どんどんカラフルになる。松島幸太朗が、ラグビー選手としての幅を広げている。

「悪くはないと思います。段々、上がってきている感じ。これを維持し、スタンダードを上げていきたいです」

【画像】W杯でも活躍した世界に名を馳せるトッププレーヤー30選 身長178センチ、体重88キロ。今年の2月26日に31歳となった。桐蔭学園高にいた頃に綿毛のランで名を馳せ、単身で南アフリカに渡ったのは2010年だ。

 帰国を前後して14年に日本代表となり、19年のワールドカップ日本大会では計5トライを奪取。昨秋、フランスで3度目の大舞台を経験するまでには、生来の速さに強さを付与していた。

 何より最近は体調がよい。所属先の東京サントリーサンゴリアスで体幹トレーニングをする時間が確保できていて、数年前に実施のアレルギーチェックを受け小麦や白米を控えているためだ。

 2月3日、東京・秩父宮ラグビー場。クラブ同士の国際マッチにあたる「クロスボーダーラグビー2024」で、ニュージーランドのブルーズを迎えた。

 チームは接点に苦しみ7-43と敗れるも、黄色の15番はその流れに乗らなかった。

 19点差を追う24分には、中盤でパスをするそぶりを見せつつラインブレイク。その加速ぶりで、たまらずとびかかった相手にハイタックルの反則をさせた。
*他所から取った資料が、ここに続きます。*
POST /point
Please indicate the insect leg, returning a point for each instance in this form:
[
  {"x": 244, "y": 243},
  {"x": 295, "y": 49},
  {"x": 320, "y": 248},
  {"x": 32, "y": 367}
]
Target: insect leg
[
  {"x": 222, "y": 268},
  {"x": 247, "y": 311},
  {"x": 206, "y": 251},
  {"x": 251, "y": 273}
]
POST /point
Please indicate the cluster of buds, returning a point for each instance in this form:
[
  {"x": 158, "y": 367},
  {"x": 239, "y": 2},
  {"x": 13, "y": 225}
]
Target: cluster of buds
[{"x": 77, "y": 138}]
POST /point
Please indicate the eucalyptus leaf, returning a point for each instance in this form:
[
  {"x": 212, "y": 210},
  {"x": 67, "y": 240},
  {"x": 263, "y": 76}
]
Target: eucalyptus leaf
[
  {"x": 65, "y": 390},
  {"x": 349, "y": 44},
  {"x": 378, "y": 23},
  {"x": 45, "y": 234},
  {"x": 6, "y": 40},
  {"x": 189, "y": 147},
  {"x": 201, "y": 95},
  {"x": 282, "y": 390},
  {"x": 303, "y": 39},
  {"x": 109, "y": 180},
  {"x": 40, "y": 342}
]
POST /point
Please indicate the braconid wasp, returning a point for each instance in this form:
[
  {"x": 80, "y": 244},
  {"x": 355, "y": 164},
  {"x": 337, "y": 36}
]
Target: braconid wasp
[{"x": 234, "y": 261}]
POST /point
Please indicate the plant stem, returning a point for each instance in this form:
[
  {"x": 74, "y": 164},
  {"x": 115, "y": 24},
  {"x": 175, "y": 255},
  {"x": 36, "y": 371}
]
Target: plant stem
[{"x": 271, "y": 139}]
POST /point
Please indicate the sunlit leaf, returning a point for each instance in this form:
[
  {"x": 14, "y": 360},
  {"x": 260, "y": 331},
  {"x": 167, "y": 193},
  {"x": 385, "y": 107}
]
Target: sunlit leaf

約4分後には自らフィニッシュした。

 直後の攻防でも、自陣の深くから駆けた。大男とぶつかり、倒されながら、地を這うよう前に出た。

 続く34分には、敵陣10メートルエリア左で魅する。浮いた球を手にするや、左、右とステップを踏み防御をかわした。

 大型選手の脇をすり抜けた皮膚感覚は、「リーグワンと違って高めにタックルが来るので、わりと簡単に外せた」。国内のリーグワンでは腰を落としてフットワークに対応するタックラーが増えてきた一方、力勝負の多い海外リーグでは勢いがある分かわしやすい人もいなくはないようだ。

「上から来られたら、いなしやすい」

 少なくとも、多くの日本出身者が抱きがちな「外国人の方が大きくて強い」というバイアスに、この人はとらわれていない。

「日本に来る海外の選手は勤勉になっているので、その分(抜き去るのが)難しくはなっているかなと。まぁでも、ブルーズを相手にやれたのは自信になりました」
  難易度が増すこの国のコンペティションに揉まれるなか、パス、キックも磨いている。タッチライン際のウイングを任されることもあるが、最後尾のフルバックで評価されたいからだ。グラウンドの中央に位置することの多いポジションの特性上、自分で局面を打開するほか周りを活かすのも求められる。
  3月22日には秩父宮で、リーグワンの第11節に先発する。前年度の3位決定戦で敗れた横浜キヤノンイーグルスとぶつかる。

 7−10と3点差を追う19分頃。自陣の深い位置から走り出し、持っていた球を向かって左奥の端側へ蹴る。タッチラインの外へ出た地点から再びアタックできる「50・22」を成功させた。

 穴場をえぐる足技はこの後も連発しており、32分には敵陣中盤からからゴール前右へキックパス。トライを演出した。直後のゴール成功で当時のリードを18点にした。

 さかのぼって27分には、向こうの攻め方を読み切って鋭いタックルを成功。守備役を引き寄せてのパスで味方の快走を引き出したり、放った先へサポートに入ってボールを保護したりもした。

 しかし35―37と屈しただけに、「スイッチオンしないといけない時に、なぁなぁにやってしまったところがある。常にプレッシャーをかけられていない」。確かにこの午後、松島のキックでエリアを獲った直後に味方が反則を犯すシーンもあった。ジンバブエ人のジャーナリストを父に持つプロアスリートは、優しさと厳しさを兼備する。

 引き続き国際舞台での躍動が期待されるが、本人のフォーカスは別なところにある。サンゴリアスを「優勝できるチームにする」のが、いまの目標だ。

 レギュラーシーズンは残り5試合。目下12チーム中3位のチームにあって、ハイパフォーマンスを結果に繋げたい。